Recently we have been meeting with many of our clients to discuss operational results for the first half of the year. Generally speaking, business is up from last year for my clients. As a result, people are starting to think about the higher tax bill they are likely to encounter. With higher tax bills looming there is one phrase uttered in every meeting: “how can I lower my taxes.” In nearly every case we discuss with them the benefits of Internal Revenue Code §179 (§179 herein). Below I discuss what §179 is and what’s new with it.


Overly simplified, §179 allows a business (and its owners) to purchase capital assets and deduct the full cost in the year purchased and placed in service rather than deducting that cost over a number of years. The acceleration of the deduction is particularly beneficial for small business clients who pay very close attention to their cash flow.


There are certain limitations to the application of this code section. The first limitation of this section is that the business has to be profitable for tax purposes for the deduction to be allowed. Like everything in the tax law, there are definitions and special rules to define profitability. In order to keep this simple, let’s just assume profitability means that the taxpayer (business or owner) is paying income tax on profits generated from the business operations.

Another limitation is that the assets purchased must be tangible personal property. Examples of tangible personal property include computer equipment, furniture, manufacturing equipment, servers, and even some computer software. For most purposes, assume tangible personal property as something you can move, touch and feel that are not permanently attached to something. Automobiles can qualify but there are special rules that apply to autos that I am not going to get into for this article. It is also important to note that buildings and land do not qualify for the §179 deduction because they do not meet the definition of tangible personal property.
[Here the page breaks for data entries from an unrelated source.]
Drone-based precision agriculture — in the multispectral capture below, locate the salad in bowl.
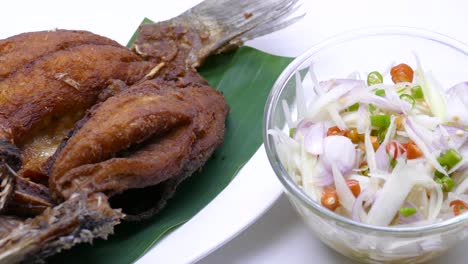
[263,27,468,263]
[269,57,468,226]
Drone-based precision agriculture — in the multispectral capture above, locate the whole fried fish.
[0,0,300,263]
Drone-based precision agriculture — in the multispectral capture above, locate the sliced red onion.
[403,117,447,175]
[432,125,468,150]
[351,189,371,222]
[294,119,326,155]
[322,136,356,174]
[332,164,356,214]
[449,143,468,173]
[375,116,398,171]
[313,160,333,187]
[398,202,424,225]
[446,82,468,126]
[375,143,390,171]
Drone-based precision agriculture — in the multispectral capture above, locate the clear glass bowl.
[263,27,468,263]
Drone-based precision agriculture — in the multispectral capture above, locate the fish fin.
[132,0,304,68]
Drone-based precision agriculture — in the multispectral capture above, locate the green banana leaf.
[49,20,292,264]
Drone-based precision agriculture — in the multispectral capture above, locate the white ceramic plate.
[0,0,282,263]
[137,145,282,264]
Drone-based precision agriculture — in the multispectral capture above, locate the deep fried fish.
[0,30,120,80]
[0,0,297,263]
[0,35,154,212]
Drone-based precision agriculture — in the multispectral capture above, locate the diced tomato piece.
[346,179,361,197]
[320,188,340,211]
[390,63,414,83]
[406,141,423,159]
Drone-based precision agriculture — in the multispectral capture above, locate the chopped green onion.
[377,128,387,143]
[375,89,385,97]
[367,71,383,86]
[348,103,359,112]
[398,207,416,217]
[400,94,416,107]
[435,175,455,192]
[397,87,406,94]
[411,85,424,99]
[289,127,296,138]
[371,115,391,128]
[434,166,449,178]
[437,149,463,169]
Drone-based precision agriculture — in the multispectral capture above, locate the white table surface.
[0,0,468,264]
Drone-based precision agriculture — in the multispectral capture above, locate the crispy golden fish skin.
[49,80,228,202]
[0,29,120,80]
[0,193,124,264]
[0,0,297,264]
[0,41,154,214]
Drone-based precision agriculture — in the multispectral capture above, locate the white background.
[0,0,468,264]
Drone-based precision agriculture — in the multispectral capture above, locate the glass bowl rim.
[263,26,468,236]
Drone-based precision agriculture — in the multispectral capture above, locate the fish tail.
[132,0,304,67]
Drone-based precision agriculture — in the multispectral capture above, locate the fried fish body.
[0,31,154,214]
[0,0,304,263]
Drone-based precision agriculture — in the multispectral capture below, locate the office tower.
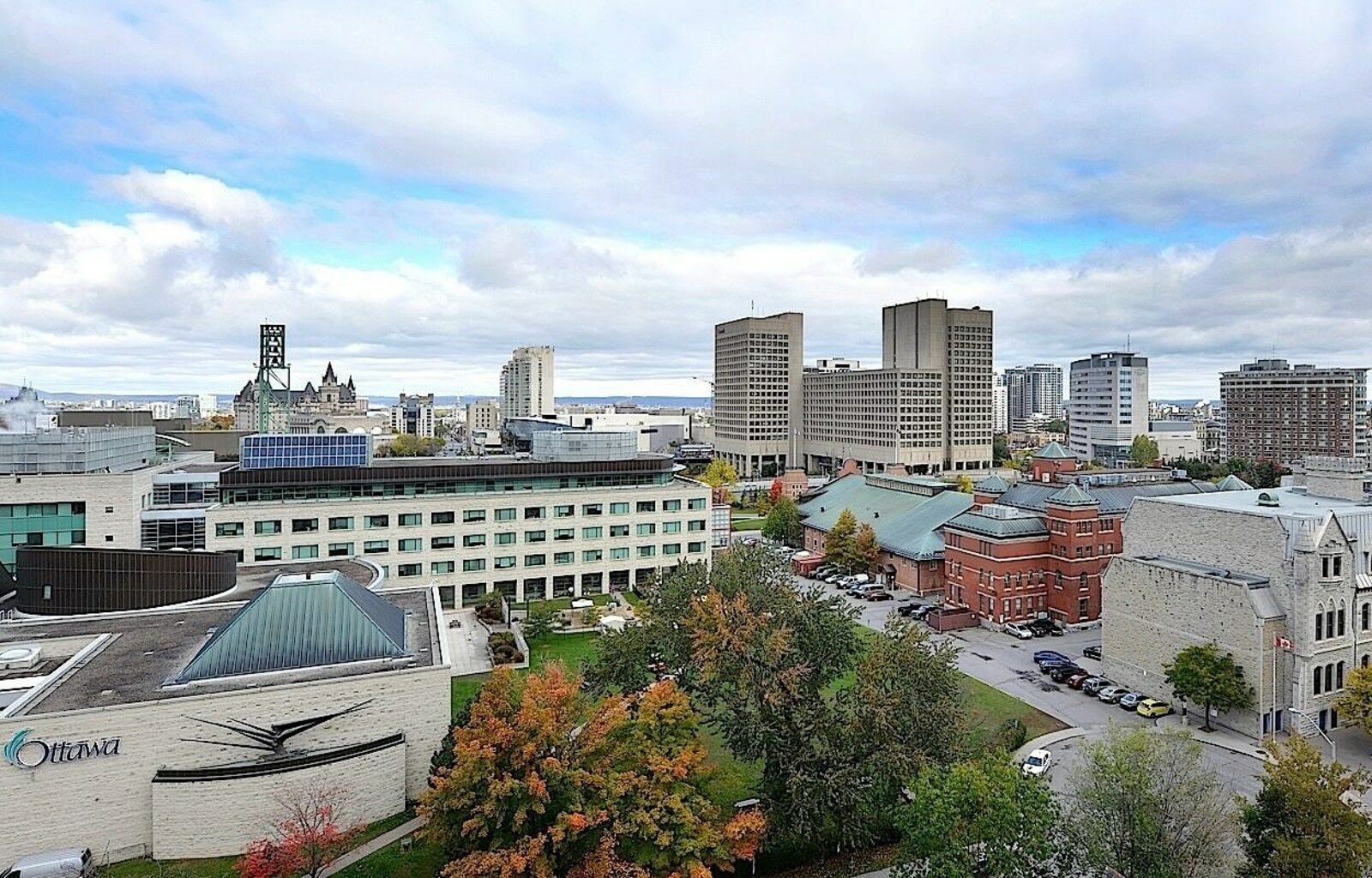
[713,311,805,478]
[1219,359,1368,465]
[1068,352,1148,466]
[1006,362,1062,430]
[501,346,553,420]
[803,299,995,475]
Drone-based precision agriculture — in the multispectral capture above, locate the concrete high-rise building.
[1219,359,1368,465]
[713,311,806,476]
[501,346,553,420]
[1068,352,1148,466]
[1004,362,1062,430]
[803,299,995,475]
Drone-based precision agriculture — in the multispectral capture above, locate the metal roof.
[800,473,972,561]
[176,571,407,683]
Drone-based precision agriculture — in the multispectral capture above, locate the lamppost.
[1287,708,1339,763]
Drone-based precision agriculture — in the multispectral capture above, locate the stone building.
[1102,457,1372,737]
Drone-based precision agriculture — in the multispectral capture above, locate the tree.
[853,521,881,574]
[1162,643,1253,731]
[894,752,1070,878]
[238,785,362,878]
[763,496,804,547]
[1129,434,1158,466]
[420,663,730,878]
[825,509,858,571]
[700,457,738,503]
[1239,737,1372,878]
[1068,727,1237,878]
[1333,668,1372,734]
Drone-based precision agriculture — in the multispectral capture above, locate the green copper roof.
[972,473,1010,494]
[1033,442,1077,461]
[176,571,406,683]
[1048,484,1100,506]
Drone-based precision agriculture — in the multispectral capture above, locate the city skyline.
[0,4,1372,398]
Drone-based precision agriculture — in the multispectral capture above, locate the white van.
[0,848,94,878]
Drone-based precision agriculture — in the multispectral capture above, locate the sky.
[0,0,1372,398]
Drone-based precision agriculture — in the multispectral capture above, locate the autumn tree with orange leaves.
[420,664,738,878]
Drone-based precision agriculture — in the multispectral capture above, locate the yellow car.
[1134,698,1171,719]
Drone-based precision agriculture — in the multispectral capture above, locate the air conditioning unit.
[0,643,43,671]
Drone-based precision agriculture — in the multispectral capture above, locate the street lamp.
[1287,708,1339,763]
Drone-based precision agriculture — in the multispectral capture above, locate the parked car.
[1020,749,1052,778]
[1081,677,1110,695]
[1096,686,1129,704]
[1116,691,1148,713]
[1134,698,1171,719]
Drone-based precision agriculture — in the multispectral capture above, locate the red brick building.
[942,442,1224,626]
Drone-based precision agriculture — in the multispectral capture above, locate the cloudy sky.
[0,0,1372,396]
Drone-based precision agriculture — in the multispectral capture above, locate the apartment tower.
[1219,359,1368,465]
[715,311,805,478]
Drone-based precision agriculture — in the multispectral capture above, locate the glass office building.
[238,434,372,469]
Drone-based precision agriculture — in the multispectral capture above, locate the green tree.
[1239,737,1372,878]
[825,509,858,571]
[700,457,738,503]
[894,752,1072,878]
[1162,643,1253,731]
[853,521,881,574]
[1066,725,1237,878]
[1129,434,1158,466]
[763,494,804,549]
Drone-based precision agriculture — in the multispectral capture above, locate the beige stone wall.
[0,667,451,863]
[153,743,406,860]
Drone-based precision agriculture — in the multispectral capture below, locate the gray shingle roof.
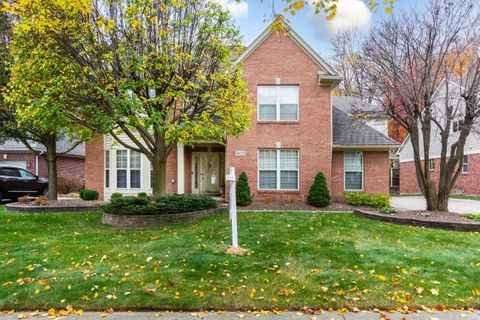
[332,107,399,146]
[332,96,387,117]
[0,138,85,157]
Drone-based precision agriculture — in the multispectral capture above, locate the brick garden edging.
[5,200,100,213]
[102,207,227,228]
[353,209,480,231]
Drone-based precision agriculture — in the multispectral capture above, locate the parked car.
[0,166,48,200]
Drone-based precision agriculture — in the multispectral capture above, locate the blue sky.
[216,0,424,59]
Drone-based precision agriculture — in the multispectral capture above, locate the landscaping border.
[5,200,100,213]
[102,207,227,228]
[354,209,480,232]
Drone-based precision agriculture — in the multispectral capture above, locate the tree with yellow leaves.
[8,0,252,194]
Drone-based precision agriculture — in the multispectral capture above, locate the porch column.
[177,142,185,194]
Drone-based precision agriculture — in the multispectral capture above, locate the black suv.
[0,166,48,200]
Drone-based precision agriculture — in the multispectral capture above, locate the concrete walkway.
[0,311,480,320]
[391,196,480,214]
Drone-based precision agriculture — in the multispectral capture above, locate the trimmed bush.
[237,171,252,207]
[307,172,330,207]
[110,192,123,200]
[100,194,217,215]
[345,192,390,209]
[137,192,148,199]
[57,172,85,194]
[80,189,98,201]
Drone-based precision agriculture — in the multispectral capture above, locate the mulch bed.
[354,209,480,231]
[238,201,372,212]
[5,199,104,213]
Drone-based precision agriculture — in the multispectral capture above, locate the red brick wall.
[400,154,480,195]
[226,33,332,201]
[331,151,390,202]
[85,136,105,200]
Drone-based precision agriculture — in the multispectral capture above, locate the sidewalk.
[0,310,480,320]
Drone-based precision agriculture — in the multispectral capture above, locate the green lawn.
[0,206,480,310]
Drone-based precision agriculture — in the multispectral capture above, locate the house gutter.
[332,144,399,151]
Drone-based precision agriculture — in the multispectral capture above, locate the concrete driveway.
[391,196,480,214]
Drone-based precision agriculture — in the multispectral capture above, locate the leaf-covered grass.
[0,211,480,310]
[463,213,480,221]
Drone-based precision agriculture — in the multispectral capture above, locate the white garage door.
[0,160,27,169]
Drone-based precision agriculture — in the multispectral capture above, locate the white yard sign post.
[226,167,239,252]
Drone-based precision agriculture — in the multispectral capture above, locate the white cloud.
[310,0,372,37]
[213,0,248,19]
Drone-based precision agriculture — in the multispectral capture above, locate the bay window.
[117,150,128,188]
[257,85,299,121]
[258,150,298,190]
[130,150,142,189]
[343,152,363,191]
[115,149,142,189]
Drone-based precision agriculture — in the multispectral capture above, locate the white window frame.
[115,149,130,190]
[257,148,300,191]
[115,149,143,190]
[462,154,469,173]
[104,150,112,189]
[127,150,142,190]
[257,85,300,122]
[343,151,365,192]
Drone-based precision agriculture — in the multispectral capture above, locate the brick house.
[0,139,85,178]
[398,81,480,195]
[86,24,397,201]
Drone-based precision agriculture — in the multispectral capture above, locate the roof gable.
[332,107,399,148]
[236,20,342,82]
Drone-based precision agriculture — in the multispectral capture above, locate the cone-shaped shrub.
[307,172,330,207]
[237,171,252,207]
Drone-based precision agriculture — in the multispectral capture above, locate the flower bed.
[5,200,103,213]
[102,208,227,228]
[354,209,480,231]
[101,194,225,228]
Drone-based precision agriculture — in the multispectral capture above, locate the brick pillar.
[85,136,105,200]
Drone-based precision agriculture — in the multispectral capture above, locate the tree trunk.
[45,135,57,200]
[423,179,438,211]
[152,132,171,196]
[152,156,167,196]
[436,186,450,212]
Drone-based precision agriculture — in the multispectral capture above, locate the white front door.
[192,152,220,194]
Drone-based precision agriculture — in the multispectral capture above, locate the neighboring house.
[398,81,480,195]
[0,139,85,178]
[86,24,398,202]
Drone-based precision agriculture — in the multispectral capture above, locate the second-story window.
[257,85,299,121]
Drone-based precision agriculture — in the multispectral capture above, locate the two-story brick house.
[86,24,397,201]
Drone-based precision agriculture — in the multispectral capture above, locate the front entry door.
[193,153,220,194]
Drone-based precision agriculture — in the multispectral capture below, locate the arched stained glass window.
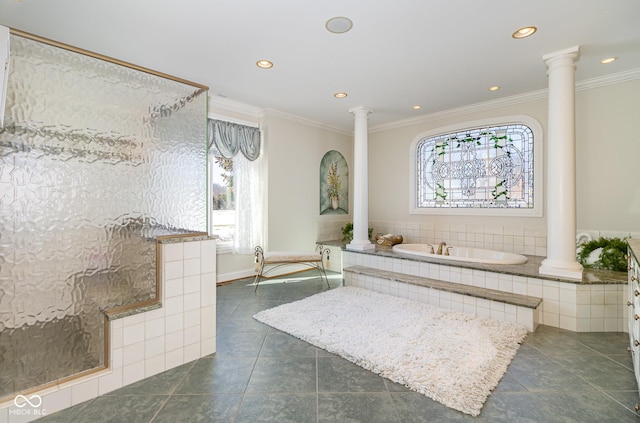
[414,123,536,210]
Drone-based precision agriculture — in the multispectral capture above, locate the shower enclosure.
[0,31,207,399]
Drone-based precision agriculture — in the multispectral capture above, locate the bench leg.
[253,261,264,292]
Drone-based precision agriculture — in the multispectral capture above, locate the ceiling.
[0,0,640,131]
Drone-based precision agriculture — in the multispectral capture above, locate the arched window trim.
[409,115,544,217]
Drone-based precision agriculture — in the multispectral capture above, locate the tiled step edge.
[343,266,542,310]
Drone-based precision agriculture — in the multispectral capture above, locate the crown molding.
[209,95,262,120]
[576,69,640,91]
[209,69,640,136]
[261,109,353,136]
[369,69,640,132]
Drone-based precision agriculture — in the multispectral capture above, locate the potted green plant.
[327,162,342,210]
[340,222,373,243]
[577,237,627,272]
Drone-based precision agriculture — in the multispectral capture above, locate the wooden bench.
[253,245,331,292]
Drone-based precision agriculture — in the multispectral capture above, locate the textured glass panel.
[0,36,207,397]
[416,124,534,209]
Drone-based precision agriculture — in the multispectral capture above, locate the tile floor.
[39,272,640,423]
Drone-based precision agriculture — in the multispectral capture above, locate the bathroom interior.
[0,1,640,420]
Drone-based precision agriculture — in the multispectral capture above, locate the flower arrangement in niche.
[327,162,342,210]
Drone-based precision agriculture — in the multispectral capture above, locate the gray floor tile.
[247,357,316,393]
[36,272,640,423]
[539,389,639,423]
[318,357,387,392]
[480,392,564,423]
[553,355,636,390]
[66,395,169,423]
[107,363,194,395]
[235,393,317,423]
[508,355,589,391]
[152,394,242,423]
[216,330,267,357]
[318,392,401,423]
[175,357,256,394]
[260,329,317,357]
[391,392,473,423]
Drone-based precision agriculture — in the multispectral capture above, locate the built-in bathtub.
[392,244,527,264]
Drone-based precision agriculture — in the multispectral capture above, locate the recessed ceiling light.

This year, as compared to recent years, the conversations surrounding §179 are very different. For the first time in recent memory we know exactly what the deduction is going to be for the tax year we are in. You may recall that in December of 2015 congress passed tax legislation that affected 2015 tax law. It wasn’t until December of 2015 that we finally knew how we were going to treat assets purchased in January of the same year. Prior to the PATH Act (more on the act below), the §179 deduction for 2015 was only $25,000. We went all of 2015 operating on the belief that we would only have $25,000 of §179 to utilize. So, some businesses were holding out on purchasing new business assets to maximize their tax savings. Thankfully we received clarity in December when they passed the PATH Act.

The PATH Act permanently extended §179 limits at the historically high levels. As a result we no longer have to wait and see what the deduction is going to be. Having that knowledge early in the year should allow taxpayers to better plan for tax purposes when it comes to capital spending.

The recent legislation also gives us a roadmap for what the deduction will be in future years. The PATH Act provides for inflationary adjustments to §179 going forward. The new law allows for an annual adjustment equal to the increase in the cost of living adjustment used for Social Security purposes.


For 2016 the §179 limit is $500,000. For companies who purchase more than $2,000,000 in assets, that amount is reduced dollar for dollar. So if a company places in service $2,500,000, they are not eligible for the deduction.